To map the transcribed regions of the yeast genome, we followed the scheme presented in Figure 1. Poly(A) RNA isolated from yeast cells grown in rich media (see Materials and Methods) was used to generate double stranded cDNA by reverse transcription using either random hexamers or oligo(dT) primers. The double stranded cDNA was fragmented and subjected to high throughput Illumina sequencing in which 35 bp of sequence was determined from the fragment ends. Two technical and two biological replicates were performed for each sample of random hexamer and oligo(dT) primed cDNA for a total of 14,125,182 and 15,787,335 reads, respectively. These sequence reads were subjected to informatics analyses (Fig. 1B) using an in-house developed algorithm (see Materials and Methods). To eliminate repeats, sequence reads that map to multiple sites in the yeast genome were removed from subsequent analysis.

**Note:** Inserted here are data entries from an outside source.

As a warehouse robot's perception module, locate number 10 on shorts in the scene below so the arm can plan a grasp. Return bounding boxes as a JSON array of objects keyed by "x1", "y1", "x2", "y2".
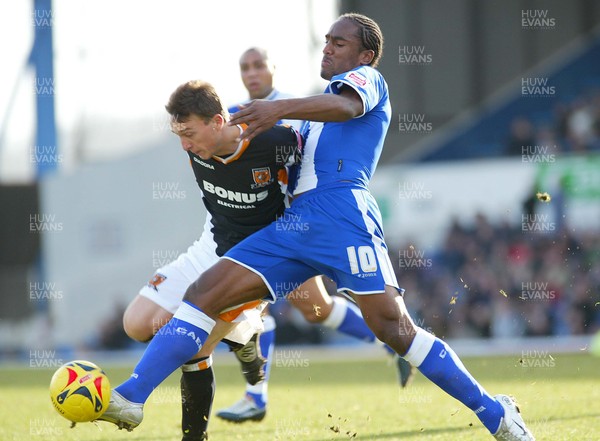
[{"x1": 346, "y1": 245, "x2": 377, "y2": 274}]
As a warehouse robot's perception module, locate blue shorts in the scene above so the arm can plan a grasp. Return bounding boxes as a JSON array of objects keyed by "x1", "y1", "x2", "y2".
[{"x1": 224, "y1": 185, "x2": 398, "y2": 301}]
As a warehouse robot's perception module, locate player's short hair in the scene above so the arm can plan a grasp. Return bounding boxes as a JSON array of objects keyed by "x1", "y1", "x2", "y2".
[
  {"x1": 240, "y1": 46, "x2": 269, "y2": 62},
  {"x1": 339, "y1": 12, "x2": 383, "y2": 67},
  {"x1": 165, "y1": 80, "x2": 228, "y2": 122}
]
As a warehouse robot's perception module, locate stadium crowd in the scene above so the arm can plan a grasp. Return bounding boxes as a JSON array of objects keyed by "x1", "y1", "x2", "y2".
[
  {"x1": 505, "y1": 90, "x2": 600, "y2": 156},
  {"x1": 398, "y1": 215, "x2": 600, "y2": 338}
]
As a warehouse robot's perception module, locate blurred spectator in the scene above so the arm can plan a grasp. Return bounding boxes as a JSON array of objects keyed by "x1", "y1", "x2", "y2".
[
  {"x1": 506, "y1": 116, "x2": 535, "y2": 156},
  {"x1": 398, "y1": 214, "x2": 600, "y2": 338}
]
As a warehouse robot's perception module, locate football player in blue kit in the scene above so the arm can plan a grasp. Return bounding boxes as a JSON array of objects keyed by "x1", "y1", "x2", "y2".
[
  {"x1": 113, "y1": 75, "x2": 404, "y2": 441},
  {"x1": 102, "y1": 14, "x2": 534, "y2": 441},
  {"x1": 216, "y1": 47, "x2": 412, "y2": 423}
]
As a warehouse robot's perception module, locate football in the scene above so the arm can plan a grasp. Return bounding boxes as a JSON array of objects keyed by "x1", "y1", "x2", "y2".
[{"x1": 50, "y1": 360, "x2": 110, "y2": 423}]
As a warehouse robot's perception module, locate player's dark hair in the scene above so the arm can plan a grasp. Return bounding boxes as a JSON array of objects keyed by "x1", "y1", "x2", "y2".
[
  {"x1": 339, "y1": 12, "x2": 383, "y2": 67},
  {"x1": 165, "y1": 80, "x2": 228, "y2": 122}
]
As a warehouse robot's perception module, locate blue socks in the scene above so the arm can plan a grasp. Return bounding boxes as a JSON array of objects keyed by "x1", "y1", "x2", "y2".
[
  {"x1": 115, "y1": 302, "x2": 215, "y2": 403},
  {"x1": 404, "y1": 328, "x2": 504, "y2": 433},
  {"x1": 246, "y1": 315, "x2": 275, "y2": 409},
  {"x1": 323, "y1": 296, "x2": 375, "y2": 343}
]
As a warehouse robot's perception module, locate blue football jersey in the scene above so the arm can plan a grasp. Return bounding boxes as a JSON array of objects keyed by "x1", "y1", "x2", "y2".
[{"x1": 290, "y1": 66, "x2": 391, "y2": 194}]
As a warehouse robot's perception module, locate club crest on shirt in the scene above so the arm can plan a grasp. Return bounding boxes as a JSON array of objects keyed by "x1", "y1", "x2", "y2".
[
  {"x1": 148, "y1": 273, "x2": 167, "y2": 292},
  {"x1": 346, "y1": 71, "x2": 367, "y2": 87},
  {"x1": 252, "y1": 167, "x2": 273, "y2": 188}
]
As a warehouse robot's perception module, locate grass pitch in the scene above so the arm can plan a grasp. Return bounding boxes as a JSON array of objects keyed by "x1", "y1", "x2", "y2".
[{"x1": 0, "y1": 350, "x2": 600, "y2": 441}]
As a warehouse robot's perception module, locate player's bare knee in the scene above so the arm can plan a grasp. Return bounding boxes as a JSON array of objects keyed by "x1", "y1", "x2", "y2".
[{"x1": 123, "y1": 312, "x2": 154, "y2": 343}]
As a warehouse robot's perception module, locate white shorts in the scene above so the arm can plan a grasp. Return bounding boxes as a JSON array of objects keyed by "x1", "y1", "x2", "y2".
[{"x1": 139, "y1": 218, "x2": 267, "y2": 344}]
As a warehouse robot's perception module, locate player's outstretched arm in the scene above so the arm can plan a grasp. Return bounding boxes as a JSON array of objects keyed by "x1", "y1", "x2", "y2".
[{"x1": 230, "y1": 88, "x2": 363, "y2": 139}]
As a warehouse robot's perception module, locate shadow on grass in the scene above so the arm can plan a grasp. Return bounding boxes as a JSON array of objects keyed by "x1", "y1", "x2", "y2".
[{"x1": 314, "y1": 427, "x2": 473, "y2": 441}]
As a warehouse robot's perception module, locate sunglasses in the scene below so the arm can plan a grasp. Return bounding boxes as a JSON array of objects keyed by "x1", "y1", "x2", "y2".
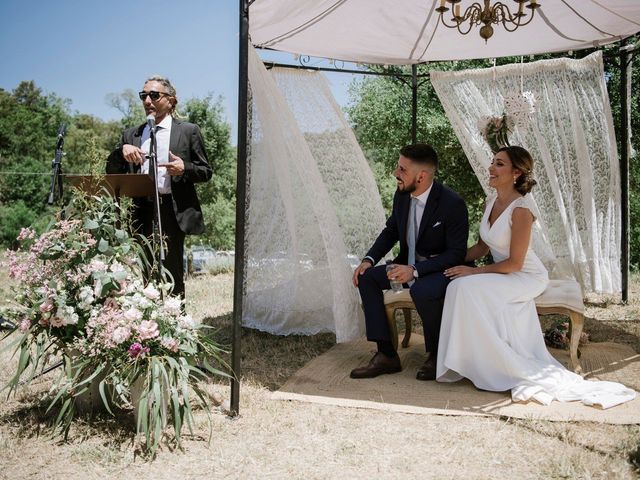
[{"x1": 138, "y1": 90, "x2": 170, "y2": 102}]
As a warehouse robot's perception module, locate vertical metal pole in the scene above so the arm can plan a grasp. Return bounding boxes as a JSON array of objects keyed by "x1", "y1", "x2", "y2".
[
  {"x1": 620, "y1": 43, "x2": 632, "y2": 303},
  {"x1": 229, "y1": 0, "x2": 249, "y2": 416},
  {"x1": 411, "y1": 63, "x2": 418, "y2": 143}
]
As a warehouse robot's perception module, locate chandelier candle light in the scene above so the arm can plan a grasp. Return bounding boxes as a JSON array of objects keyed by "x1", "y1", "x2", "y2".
[{"x1": 436, "y1": 0, "x2": 540, "y2": 43}]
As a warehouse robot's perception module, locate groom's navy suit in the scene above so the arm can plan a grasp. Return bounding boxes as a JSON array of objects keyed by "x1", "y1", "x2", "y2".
[
  {"x1": 107, "y1": 118, "x2": 212, "y2": 295},
  {"x1": 358, "y1": 181, "x2": 469, "y2": 352}
]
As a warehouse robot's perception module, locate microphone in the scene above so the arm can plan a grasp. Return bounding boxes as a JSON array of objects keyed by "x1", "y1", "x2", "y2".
[
  {"x1": 58, "y1": 122, "x2": 67, "y2": 138},
  {"x1": 147, "y1": 113, "x2": 156, "y2": 131},
  {"x1": 56, "y1": 122, "x2": 67, "y2": 148}
]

In addition, to accommodate for polymorphisms and sequence errors relative to the reference genome, up to two mismatches were allowed in the comparison. Of 29,912,517 total reads, 15,870,540 (56%) were mapped to unique regions in the genome using this approach (fig. S1 and Supplemental Table S1).

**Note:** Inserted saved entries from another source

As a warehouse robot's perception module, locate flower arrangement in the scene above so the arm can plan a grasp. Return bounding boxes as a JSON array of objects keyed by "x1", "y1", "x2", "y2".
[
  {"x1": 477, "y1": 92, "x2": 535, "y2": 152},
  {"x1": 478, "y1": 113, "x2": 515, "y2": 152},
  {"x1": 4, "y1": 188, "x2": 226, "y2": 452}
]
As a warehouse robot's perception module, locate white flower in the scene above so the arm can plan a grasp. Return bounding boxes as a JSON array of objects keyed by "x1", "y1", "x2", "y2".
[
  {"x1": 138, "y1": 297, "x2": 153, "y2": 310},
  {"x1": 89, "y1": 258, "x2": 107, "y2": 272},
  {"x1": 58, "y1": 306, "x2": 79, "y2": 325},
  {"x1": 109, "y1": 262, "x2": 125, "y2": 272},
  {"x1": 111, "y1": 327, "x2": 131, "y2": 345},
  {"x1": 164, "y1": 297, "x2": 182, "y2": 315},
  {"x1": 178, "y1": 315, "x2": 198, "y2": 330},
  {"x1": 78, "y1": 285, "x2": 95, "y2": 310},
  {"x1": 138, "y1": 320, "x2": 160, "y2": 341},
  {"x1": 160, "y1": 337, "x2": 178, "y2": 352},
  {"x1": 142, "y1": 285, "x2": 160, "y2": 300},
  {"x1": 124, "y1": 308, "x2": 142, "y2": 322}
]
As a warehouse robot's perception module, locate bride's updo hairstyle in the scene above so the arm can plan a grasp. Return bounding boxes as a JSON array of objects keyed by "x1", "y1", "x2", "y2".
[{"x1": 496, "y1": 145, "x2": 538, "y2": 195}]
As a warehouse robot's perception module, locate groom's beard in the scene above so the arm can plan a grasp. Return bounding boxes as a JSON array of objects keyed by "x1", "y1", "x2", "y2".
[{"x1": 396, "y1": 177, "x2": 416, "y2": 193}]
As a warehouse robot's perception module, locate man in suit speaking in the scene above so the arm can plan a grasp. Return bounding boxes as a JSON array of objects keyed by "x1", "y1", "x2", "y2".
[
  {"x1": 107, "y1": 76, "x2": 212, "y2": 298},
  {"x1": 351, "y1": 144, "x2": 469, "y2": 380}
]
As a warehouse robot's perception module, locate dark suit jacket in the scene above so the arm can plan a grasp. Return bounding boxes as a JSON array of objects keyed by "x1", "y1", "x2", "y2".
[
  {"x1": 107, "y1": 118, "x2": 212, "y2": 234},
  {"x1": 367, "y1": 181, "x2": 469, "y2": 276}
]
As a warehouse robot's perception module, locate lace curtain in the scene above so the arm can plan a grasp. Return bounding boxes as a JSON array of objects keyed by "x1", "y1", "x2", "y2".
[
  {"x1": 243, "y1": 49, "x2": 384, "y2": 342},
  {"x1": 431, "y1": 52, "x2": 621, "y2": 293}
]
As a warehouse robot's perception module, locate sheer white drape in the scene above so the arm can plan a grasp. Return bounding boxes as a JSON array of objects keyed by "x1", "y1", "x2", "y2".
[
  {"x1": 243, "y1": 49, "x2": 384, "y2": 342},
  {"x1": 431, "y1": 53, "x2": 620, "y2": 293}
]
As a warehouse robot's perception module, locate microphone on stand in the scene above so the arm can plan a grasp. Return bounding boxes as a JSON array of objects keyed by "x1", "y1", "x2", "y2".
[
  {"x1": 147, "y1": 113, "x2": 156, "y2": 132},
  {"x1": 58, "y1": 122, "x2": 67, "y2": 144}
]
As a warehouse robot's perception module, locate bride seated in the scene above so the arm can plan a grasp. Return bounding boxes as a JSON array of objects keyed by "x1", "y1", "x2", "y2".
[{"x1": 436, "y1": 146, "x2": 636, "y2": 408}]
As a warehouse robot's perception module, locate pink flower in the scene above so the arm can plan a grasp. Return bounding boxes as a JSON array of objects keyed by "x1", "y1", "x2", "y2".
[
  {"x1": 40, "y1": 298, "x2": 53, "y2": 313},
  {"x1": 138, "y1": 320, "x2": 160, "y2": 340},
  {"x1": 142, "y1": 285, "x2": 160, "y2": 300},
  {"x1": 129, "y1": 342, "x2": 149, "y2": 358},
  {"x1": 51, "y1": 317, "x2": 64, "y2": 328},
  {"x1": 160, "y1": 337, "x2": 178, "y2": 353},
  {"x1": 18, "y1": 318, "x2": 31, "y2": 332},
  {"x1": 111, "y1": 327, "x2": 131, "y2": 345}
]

The quality of our results was assessed by several criteria. First, none of the 29,912,517 sequence reads matched the 3.5 kb regions of the genome in which URA3, LEU2, MET15, and HIS3 segments were deleted in the yeast strain that we used, and strong signals are particularly apparent over annotated genes (Fig. 1C); thus our mapping is specific. Second, our technical and biological replicates were in close agreement with one another; the technical replicates for each sample had a 0.99 Pearson correlation coefficient; the coefficients for the biological replicates were between 0.93 and 0.95 (fig. S2). In addition, the data generated from random hexamers and oligo(dT) primers were also closely correlated (0.97) and visually showed similar patterns of expression (fig. S2). Therefore, we merged all of these data sets, and the subsequent analyses were performed using the merged data set.
RNA-Seq analyses revealed extensive expression of the whole yeast genome (Fig. 2A and 2B). Mapping of all of the sequenced tags to the yeast genome revealed that a total of 74.5% of the genome is expressed, at least at a low level (Fig. 2C and 2D). We detected more reads from the 3′ ends than from the 5′ ends of annotated genes. This trend is general since an aggregated plot over all yeast genes reveals a similar result (fig. S3). The 3′ bias is presumably due to enrichment of 3′ sequences during poly(A) purification as well as enhanced priming at 3′ ends. In spite of this bias, the deep sequencing allowed detection of signal across the entire gene. Overall, 85% of the bases that we detect as expressed overlapped with those found using DNA tiling microarrays (6)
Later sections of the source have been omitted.